PDFs with owner restrictions (printing/copying locks) are handled automatically. For PDFs with user passwords (requiring a password to open), unlock the file first with our Unlock PDF tool, then convert the unlocked output here.

Can I convert a PDF to PowerPoint on my iPhone or Android?

Yes. Open this page in Safari (iOS) or Chrome (Android), drop your PDF, pick settings, and tap Convert. The .pptx saves directly to Files (iOS) or Downloads (Android). Conversion is slower than on a desktop (phone CPUs are slower for image processing) but works the same way.

What about converting the OTHER direction — PowerPoint to PDF?

PowerPoint-to-PDF is more complex because it requires rendering PowerPoint's full layout engine (fonts, animations, masters, transitions) — which is genuinely hard without a server-side LibreOffice container. We don't currently offer that tool client-side. Workaround: open the .pptx in PowerPoint or Keynote and use File → Export → PDF.
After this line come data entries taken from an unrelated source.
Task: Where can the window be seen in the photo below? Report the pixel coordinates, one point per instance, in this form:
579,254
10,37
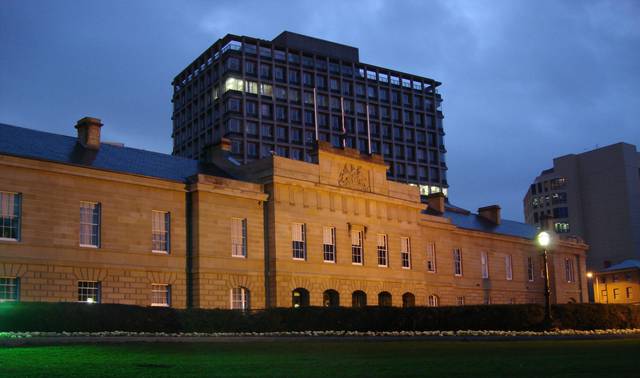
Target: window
160,225
530,269
160,295
431,257
484,264
298,238
356,247
329,244
9,289
457,262
508,267
405,252
9,216
568,270
89,291
382,250
239,298
238,237
89,224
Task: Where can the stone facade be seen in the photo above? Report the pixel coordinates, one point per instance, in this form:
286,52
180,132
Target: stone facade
344,190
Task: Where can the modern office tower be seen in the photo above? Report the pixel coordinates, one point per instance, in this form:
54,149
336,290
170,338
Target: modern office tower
281,96
595,195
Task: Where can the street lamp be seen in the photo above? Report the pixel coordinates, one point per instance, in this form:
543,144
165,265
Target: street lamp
543,240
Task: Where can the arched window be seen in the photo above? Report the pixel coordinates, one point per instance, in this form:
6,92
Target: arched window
384,299
330,298
408,300
359,299
300,297
240,298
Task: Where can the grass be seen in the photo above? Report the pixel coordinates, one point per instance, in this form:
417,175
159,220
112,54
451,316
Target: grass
317,358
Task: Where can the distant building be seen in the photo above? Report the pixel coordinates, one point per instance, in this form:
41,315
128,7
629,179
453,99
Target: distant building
86,221
594,195
281,96
620,283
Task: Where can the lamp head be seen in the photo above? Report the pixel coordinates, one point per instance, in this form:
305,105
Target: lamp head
543,239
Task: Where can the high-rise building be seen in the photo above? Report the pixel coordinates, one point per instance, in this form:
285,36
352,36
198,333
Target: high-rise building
281,96
595,195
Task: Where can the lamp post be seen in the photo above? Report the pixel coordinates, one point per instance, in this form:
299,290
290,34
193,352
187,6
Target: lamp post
544,239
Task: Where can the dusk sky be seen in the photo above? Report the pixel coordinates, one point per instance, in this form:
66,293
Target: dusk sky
523,81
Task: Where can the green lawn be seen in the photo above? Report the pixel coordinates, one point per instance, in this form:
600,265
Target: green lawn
329,359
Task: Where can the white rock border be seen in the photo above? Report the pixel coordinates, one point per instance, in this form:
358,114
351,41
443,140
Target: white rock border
461,333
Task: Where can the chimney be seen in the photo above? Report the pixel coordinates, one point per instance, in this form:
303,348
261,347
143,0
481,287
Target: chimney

Why does my slide look stretched or letterboxed?

If your PDF page is portrait (taller than wide) but you picked a widescreen 16:9 slide size, the page gets letterboxed (centred with white borders) to preserve its aspect ratio. To eliminate the borders, switch to 'Match source' so slides take on the PDF's exact dimensions — no letterboxing needed.

What's the maximum PDF size I can convert?

There's no hard cap. Conversion runs in your browser's memory — the practical limit is your device's available RAM. Most browsers handle 100+ page documents without trouble. Very long PDFs (500+ pages) at high quality may take a few minutes to complete on slower devices.